ポートスキャンして「何番ポートが開いているか」を確認すれば、そのIoT等でどのようなサービスが稼働しているかをある程度推測できますので、脆弱性リスクを考える際に重要なヒントとなります。

Step1. ポートスキャンツール「Nmap」をインストール

ポートスキャンの定番のツールである「Nmap」という無料アプリを使用します。
Nmapのオフィシャルサイト:https://nmap.org/

Windows, Mac, Linux版がありますので、ご使用環境に合うファイルをダウンロードしインストールして下さい。

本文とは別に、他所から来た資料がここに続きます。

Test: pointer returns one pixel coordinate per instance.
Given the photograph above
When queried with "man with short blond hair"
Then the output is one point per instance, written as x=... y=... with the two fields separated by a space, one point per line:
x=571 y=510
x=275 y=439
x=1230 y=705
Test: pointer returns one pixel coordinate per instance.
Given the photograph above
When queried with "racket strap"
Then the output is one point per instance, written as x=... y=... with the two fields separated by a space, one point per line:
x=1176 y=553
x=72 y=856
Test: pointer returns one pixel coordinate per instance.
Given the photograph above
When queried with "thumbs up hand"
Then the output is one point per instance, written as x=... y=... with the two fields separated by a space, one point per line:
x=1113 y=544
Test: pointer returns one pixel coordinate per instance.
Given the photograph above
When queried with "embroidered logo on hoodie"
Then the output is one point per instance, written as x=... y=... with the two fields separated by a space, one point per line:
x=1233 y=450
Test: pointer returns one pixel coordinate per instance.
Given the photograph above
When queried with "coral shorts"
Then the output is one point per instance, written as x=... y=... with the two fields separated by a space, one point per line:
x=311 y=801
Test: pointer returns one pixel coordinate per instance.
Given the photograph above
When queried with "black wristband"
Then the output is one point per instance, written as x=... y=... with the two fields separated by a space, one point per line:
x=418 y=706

以降ではWindows PCを使用する場合の例をご紹介します。
Nmapを起動すると下の画面(GUIの「Zenmap」)が表示されます。

Step2. IoT等のIPアドレスを確認

  1. WAN側のIPアドレス(グローバルIPアドレス)
  2. LAN側のIPアドレス(プライベートIPアドレス)
上記の2つのIPアドレスを確認し、メモに記して下さい。
ただしIoT等はグローバルIPアドレスを設定していない方が割合は多いと思いますので、その場合は1番は無視して2番のプライベートIPアドレスをメモするのみで良いです。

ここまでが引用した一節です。